The religious scholars placed on the Shari'aa Board soon discovered that they did not know much about finance, banking, and monetary issues; they even did not know about the intricacies of bank operations and the riba-based culture and aspects of it. All that was known then were two major rules: interest cannot be charged, and the parties in a consumer or commercial transaction must share the profit and loss. In an effort to bridge the knowledge gap, the RF banking practitioners supplied the Shari'aa Board with riba-based banking practitioners to teach and explain in a crash course format how modern riba-based banks operated and the features of each riba-based banking product and service. Because English was an international banking medium of communication, there was a new demand for scholars who understood and spoke English. Most of these English-speaking scholars did not come from the Arabic-speaking countries; they came from the Asian Muslim countries, such as Pakistan, Malaysia, India, and Bangladesh. Many of these Asian scholars who had mastered English had also mastered Arabic, because it is a prerequisite for Shari'aa scholarship.

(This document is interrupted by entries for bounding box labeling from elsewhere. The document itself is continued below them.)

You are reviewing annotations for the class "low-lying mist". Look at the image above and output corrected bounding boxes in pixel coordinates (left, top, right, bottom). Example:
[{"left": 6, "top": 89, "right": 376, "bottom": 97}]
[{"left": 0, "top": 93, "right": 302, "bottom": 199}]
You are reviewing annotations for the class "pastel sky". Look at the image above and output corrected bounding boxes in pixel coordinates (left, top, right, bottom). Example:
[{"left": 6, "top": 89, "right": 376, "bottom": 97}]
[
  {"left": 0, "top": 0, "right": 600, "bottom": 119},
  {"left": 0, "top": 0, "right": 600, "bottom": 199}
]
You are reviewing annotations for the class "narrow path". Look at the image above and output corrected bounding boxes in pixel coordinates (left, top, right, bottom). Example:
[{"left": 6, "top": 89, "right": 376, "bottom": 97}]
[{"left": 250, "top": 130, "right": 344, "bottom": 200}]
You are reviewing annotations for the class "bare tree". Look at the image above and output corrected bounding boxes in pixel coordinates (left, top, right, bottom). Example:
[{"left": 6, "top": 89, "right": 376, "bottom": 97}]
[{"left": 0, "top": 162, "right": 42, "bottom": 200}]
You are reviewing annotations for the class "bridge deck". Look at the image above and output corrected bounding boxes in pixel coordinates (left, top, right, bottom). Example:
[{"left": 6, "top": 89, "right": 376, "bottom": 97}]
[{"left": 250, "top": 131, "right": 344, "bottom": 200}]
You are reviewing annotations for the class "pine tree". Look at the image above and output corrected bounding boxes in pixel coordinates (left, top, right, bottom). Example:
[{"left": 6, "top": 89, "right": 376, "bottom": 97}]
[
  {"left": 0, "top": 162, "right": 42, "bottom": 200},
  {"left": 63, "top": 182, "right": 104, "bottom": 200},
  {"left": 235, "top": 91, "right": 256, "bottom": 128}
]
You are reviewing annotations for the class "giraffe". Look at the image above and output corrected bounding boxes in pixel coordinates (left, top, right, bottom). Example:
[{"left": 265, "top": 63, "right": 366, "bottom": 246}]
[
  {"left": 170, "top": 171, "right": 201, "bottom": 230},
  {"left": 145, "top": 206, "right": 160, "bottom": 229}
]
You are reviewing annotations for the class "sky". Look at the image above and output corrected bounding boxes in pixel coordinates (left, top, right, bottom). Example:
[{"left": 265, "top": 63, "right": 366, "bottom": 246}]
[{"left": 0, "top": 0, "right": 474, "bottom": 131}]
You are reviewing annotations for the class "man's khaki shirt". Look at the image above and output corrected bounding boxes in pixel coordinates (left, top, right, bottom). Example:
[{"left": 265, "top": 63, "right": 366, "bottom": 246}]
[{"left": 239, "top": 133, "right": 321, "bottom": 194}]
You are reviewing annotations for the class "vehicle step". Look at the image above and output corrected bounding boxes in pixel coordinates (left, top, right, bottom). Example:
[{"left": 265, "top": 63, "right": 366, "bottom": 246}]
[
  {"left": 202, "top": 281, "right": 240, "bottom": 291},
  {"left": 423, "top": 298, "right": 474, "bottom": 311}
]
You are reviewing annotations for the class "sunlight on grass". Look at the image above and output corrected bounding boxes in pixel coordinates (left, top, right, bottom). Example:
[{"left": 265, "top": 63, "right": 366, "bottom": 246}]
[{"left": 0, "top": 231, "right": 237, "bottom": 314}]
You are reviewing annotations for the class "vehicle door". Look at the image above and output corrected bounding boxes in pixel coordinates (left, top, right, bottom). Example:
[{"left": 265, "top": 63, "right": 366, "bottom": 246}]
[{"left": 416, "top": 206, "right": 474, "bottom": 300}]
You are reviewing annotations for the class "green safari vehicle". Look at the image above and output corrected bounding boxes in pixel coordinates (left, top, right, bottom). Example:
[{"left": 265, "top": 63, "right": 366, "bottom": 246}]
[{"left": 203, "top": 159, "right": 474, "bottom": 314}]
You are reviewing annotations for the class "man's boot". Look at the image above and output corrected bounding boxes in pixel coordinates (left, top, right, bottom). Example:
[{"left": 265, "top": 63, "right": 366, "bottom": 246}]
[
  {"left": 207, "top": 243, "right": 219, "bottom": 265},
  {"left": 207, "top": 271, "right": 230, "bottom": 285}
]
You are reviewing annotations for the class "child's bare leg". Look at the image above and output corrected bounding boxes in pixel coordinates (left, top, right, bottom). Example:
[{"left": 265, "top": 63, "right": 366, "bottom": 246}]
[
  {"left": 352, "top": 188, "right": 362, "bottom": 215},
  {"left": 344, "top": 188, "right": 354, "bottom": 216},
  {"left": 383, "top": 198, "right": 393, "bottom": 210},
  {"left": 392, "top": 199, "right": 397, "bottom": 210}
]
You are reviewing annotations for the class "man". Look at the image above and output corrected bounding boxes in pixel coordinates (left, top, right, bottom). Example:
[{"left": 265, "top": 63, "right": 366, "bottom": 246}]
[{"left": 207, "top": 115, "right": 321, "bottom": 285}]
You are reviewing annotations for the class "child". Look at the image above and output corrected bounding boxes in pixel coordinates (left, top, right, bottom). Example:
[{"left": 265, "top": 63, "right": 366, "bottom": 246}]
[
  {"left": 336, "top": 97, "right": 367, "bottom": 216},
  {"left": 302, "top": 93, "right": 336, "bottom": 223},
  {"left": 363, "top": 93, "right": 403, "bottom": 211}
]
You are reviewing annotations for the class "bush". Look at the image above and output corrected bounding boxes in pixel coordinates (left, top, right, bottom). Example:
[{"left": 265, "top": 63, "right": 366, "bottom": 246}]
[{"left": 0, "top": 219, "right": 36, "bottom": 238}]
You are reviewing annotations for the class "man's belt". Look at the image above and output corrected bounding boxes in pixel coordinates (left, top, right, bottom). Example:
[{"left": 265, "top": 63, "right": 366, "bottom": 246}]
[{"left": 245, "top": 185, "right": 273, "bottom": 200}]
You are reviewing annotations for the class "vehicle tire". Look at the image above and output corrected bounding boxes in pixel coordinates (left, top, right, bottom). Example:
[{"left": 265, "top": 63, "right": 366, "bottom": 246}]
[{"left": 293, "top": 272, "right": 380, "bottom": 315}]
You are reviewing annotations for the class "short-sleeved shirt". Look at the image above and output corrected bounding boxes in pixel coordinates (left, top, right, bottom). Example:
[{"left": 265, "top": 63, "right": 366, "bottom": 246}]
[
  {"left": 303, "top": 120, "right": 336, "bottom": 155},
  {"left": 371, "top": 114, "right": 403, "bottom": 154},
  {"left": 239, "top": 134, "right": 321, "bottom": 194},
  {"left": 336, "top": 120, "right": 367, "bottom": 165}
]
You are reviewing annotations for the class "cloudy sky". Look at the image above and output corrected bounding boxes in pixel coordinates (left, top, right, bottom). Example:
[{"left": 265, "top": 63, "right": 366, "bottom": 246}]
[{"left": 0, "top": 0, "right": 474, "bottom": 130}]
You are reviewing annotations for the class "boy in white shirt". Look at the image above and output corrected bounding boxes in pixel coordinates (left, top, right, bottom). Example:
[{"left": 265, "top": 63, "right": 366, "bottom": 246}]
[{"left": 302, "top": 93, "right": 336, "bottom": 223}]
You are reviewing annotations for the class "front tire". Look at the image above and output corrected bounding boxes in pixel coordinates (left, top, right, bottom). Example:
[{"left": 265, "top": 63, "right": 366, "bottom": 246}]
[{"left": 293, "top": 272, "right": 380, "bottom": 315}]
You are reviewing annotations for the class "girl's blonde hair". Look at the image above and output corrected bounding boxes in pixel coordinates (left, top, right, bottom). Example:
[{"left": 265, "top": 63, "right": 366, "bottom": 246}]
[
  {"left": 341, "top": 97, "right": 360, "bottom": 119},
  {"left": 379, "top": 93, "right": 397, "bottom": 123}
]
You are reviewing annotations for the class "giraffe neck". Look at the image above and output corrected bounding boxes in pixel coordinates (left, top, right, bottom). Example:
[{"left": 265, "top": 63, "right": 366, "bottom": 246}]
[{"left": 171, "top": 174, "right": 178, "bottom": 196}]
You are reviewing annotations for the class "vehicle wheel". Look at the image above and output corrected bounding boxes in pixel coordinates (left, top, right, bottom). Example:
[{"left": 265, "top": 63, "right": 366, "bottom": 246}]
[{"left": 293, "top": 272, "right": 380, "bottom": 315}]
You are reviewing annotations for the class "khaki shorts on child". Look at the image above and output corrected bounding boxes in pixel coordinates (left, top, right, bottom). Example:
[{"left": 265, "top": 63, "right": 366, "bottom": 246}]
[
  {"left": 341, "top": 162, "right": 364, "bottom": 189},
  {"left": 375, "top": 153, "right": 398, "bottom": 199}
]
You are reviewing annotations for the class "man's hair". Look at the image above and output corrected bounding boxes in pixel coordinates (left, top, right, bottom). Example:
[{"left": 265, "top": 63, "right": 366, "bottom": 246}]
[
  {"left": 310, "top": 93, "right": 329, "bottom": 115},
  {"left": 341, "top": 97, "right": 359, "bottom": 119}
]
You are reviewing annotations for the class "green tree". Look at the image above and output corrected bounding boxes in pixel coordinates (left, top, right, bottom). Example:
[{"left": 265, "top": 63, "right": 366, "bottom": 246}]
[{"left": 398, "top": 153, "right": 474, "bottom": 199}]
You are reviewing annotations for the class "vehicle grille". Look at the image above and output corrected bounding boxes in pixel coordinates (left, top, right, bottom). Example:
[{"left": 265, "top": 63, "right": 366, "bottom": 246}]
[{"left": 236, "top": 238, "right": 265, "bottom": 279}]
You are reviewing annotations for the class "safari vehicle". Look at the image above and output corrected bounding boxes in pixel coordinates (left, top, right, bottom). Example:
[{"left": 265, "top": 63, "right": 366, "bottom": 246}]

This cross-breeding of talents and diversified cultural and educational backgrounds created a rich body of qualified scholars at the Shari'aa Board level. However, because of the diversity in local cultural and educational backgrounds, there were a variety of opinions and levels of flexibility in interpreting the law on what was considered compliant with the Judeo- Christian-Islamic Shari'aa law and what was not. Two major directions were charted. In Egypt and Malaysia (most of the Malaysian scholars had been educated at A1 Azhar seminary), Shari'aa opinions were more progressive and understanding of the challenges that were faced then and opted for gradualism in transformation. Scholars from India, Pakistan, and the Arab Gulf countries believed in a more strict approach toward interpreting what was halal (allowed) and what was haram (not allowed). As time went by, new leaders in the field of RF (Islamic/Shari'aa-based) finance law came from Pakistan, India, Egypt, Sudan, the Arab Gulf countries, Malaysia, Syria, Jordan, Lebanon, Europe, and the United States.

  • [1] Eric Davis, Bank Misr and Its Role in the Industrialization of Egypt 1920-1940. Translated to Arabic and published by Dar Al Shorouk International in 2008, p. 96.